What about the workers in our dining halls? What about the workers in our housing? What do they make? Nothing. They don’t make $775,000 but they make this system run.

Morgan McLaughlin

a UNC junior from Goldsboro

“She wants that here at UNC. Do we stand for that? No,” said Morgan McLaughlin, a UNC junior from Goldsboro. “It’s racist and classist and it’s got to go, and it does not belong here at UNC.”

They also attacked the UNC Board of Governors for its closure of three academic centers, its lack of transparency, its firing of former president Tom Ross and its hiring of Spellings, who will be paid $775,000.

“I’m just kind of concerned because what about the adjunct professors here and across the UNC system?” McLaughlin said. “What about the workers in our dining halls? What about the workers in our housing?

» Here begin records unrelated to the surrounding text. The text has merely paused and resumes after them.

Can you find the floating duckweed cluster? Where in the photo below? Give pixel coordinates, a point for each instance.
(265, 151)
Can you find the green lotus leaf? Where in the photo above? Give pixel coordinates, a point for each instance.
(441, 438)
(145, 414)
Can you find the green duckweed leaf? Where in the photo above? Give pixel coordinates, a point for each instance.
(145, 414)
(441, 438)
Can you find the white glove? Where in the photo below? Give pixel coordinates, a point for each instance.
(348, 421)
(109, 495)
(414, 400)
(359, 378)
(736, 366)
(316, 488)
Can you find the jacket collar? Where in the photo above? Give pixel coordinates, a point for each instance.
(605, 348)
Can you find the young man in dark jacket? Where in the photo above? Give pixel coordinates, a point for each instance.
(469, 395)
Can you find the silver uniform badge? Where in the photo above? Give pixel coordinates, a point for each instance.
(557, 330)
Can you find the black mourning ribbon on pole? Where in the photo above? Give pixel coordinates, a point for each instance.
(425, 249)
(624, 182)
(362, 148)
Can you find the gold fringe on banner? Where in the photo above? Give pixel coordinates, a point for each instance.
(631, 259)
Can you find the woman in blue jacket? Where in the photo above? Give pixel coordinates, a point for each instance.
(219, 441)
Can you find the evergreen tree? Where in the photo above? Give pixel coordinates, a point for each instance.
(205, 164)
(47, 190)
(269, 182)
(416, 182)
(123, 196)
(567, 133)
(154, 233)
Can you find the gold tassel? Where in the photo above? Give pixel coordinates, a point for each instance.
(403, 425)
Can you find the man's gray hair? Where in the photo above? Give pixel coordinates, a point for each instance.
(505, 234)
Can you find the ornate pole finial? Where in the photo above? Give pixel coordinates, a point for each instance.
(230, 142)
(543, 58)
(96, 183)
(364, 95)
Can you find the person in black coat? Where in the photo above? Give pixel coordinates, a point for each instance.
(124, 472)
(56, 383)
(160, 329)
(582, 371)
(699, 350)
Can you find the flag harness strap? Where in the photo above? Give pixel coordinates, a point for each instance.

What do they make? Nothing. They don’t make $775,000 but they make this system run.”

Student demonstrators also called into question Spellings’ views on gay issues, after a 2005 controversy in which she denounced public funding for a PBS animated children’s show that depicted gay characters. In October, Spellings said the issue was not on her particular view of “those lifestyles,” but on the use of taxpayer dollars.

On Tuesday, she said she regretted repeating a reporter’s use of the phrase. “I apologize for it,” she said. “But I certainly hope that that term will not define my five-year presidency here at the University of North Carolina.”

The issue prompted UNC’s Faculty Council to pass a resolution last month calling on Spellings to support academic initiatives related to lesbian, gay, bisexual, transgender and queer issues.

Spellings responded to the council in a letter Monday, also signed by her predecessor, Interim President Junius Gonzales. The letter expressed their intent “to assure support for LGBTQ academic initiatives in a fully equitable and inclusive manner.”

It is unfair to blame her for what happened to me or for the process that selected her. Instead, we must all realize she is now the President of our University of North Carolina – the best public university system in America.

Former UNC system president Tom Ross

“Our institutions thrive because of our commitment to academic freedom and the pursuit of free, unfettered inquiry, and we have a responsibility to provide students with diverse perspectives, academic programs, and campus opportunities that will inform their own values and perspectives as they prepare to lead in our interconnected, global society,” the letter said.

Ross, the former president, also weighed in on Spellings in an opinion piece published on the blog Higher Education Works. He urged North Carolinians to do “everything in our power” to ensure the new president’s success.

“It is unfair to blame her for what happened to me or for the process that selected her. Instead, we must all realize she is now the President of our University of North Carolina – the best public university system in America,” he wrote. “The residents of North Carolina and all of us who love the University must do our part to assist our new president by doing everything necessary and possible to maintain this great treasure that generations of North Carolinians have built.”

When Ross began his presidency five years ago, there were no protests. Spellings may have to continue to confront the questions in the days ahead. Students said they were planning to carpool to Fayetteville later this week for Spellings’ first official meeting with the Board of Governors.

Altha Cravey, a UNC faculty member who has appeared at several anti-Spellings protests, spoke at Tuesday’s rally, criticizing the new president for calling students “customers,” which Cravey said reduces them to commodities.

Cravey looked out over the crowd and said, “I’m glad that we’re giving her a big North Carolina welcome.”